Bayesian Fallacies, Part 2: The Math of the PSAT Math Section
In the last episode, we introduced two thinking errors that often come up in statistics: Bayes’ paradox and regression to the mean. I proposed that these errors are really two different manifestations of the same underlying phenomenon, but I haven’t done much to actually explain why. This post will lay the mathematical groundwork for that explanation!
Breaking Out Bayes’
To recap, the problem we’re studying is this: given that someone places in the top 1% of PSAT test takers, what’s the chance they repeat that on a second administration? We’re going to use Bayes’ theorem to look at this mathematically. We’re also going to keep things abstract, so that we can plug this in for any scenario in which regression to the mean occurs. This will allow us to generalize later on.
Using our mathematical terminology from last time: given that a first draw from a normal distribution \(N(\mu, \sigma)\), where \(\mu\) is itself drawn from a normal distribution \(N(M, S)\), is above a given threshold \(t\), what is the chance that a second draw does the same?
When we have a hidden variable (the test-taker’s mean score \(\mu\)), in order to use Bayes’ theorem effectively we essentially need to treat it as having an infinite number of discrete possibilities, consider the probability of our result given each possibility, and then sum them together: this is the same idea as saying that \(P(A) = P(A|B) + P(A|\text{not } B)\), just with an infinite number of possiblities.

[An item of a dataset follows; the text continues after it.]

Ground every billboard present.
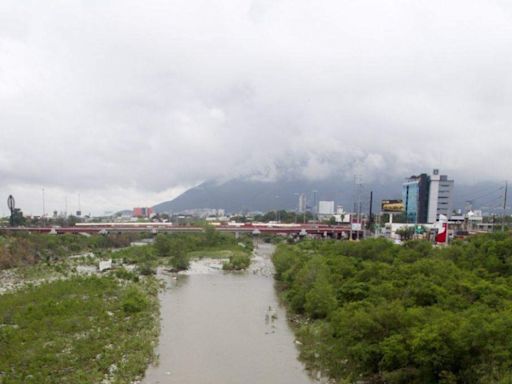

So, let’s call the event “the second test is above the threshold” \(A\), and the event “the first test is above the threshold” \(B\). We want to find \(P(A|B)\). In order to do this, we’ll first solve this for a specific \(\mu\), and then sum up over all of the possibilities of \(\mu\) using calculus. (One note is that we’ll need to multiply each of these terms by the probability that \(\mu = m\).)
To do this problem we’ll need to break it down a bit. Let’s call the given value of \(\mu\) \(m\). We start with \(B\): this means that the probability that \(\mu = m\) for any \(m\) is given by \(P(\mu = m|B)\), which we’ll need to compute. We can then multiply that by \(P(A|\mu = m)\) and sum up the product of those terms over all of the possibilities to get what we really want, \(P(A|B)\).
A Stats Struggle
Let’s start with \(P(A|\mu = m)\): the probability that, given a certain mean \(m\), the second test administration is a qualifier.
Unfortunately, this problem has no exact closed-form solution with elementary functions. It’s basically the CDF of the normal distribution that we need, which isn’t elementary. We’ll call this \(\Phi(x)\) so we can keep moving and worry about its calculation later. From this, we have \(P(A|\mu = m) = 1 - \Phi(\frac{t - m}{\sigma})\), where \(\Phi\) is the standard normal CDF.
\(P(\mu = m|B)\) is a bit tougher to decompose. Here, we’re gonna use our old friend Bayes’ Theorem, because the reverse of this is actually much easier to compute: we just did it! \(A\) and \(B\) are functionally the same if they’re not being conditioned on each other, so \(P(B|\mu = m) = 1 - \Phi(\frac{t - m}{\sigma})\) just like before.
Using Bayes’ Theorem, we have \(P(\mu = m|B) = \frac{P(B|\mu = m) P(B)}{P(\mu = m)}\). We just did one of those terms, so now let’s tackle \(P(\mu = m)\). This problem is a bit simpler, because the PDF of the normal distribution (what we need here) is a composition of elementary functions: \(P(\mu = m) = \psi(m) = \frac{1}{\sqrt{2\pi}} e^{-\frac{1}{2}\left(\frac{M - m}{S}\right)^2}\).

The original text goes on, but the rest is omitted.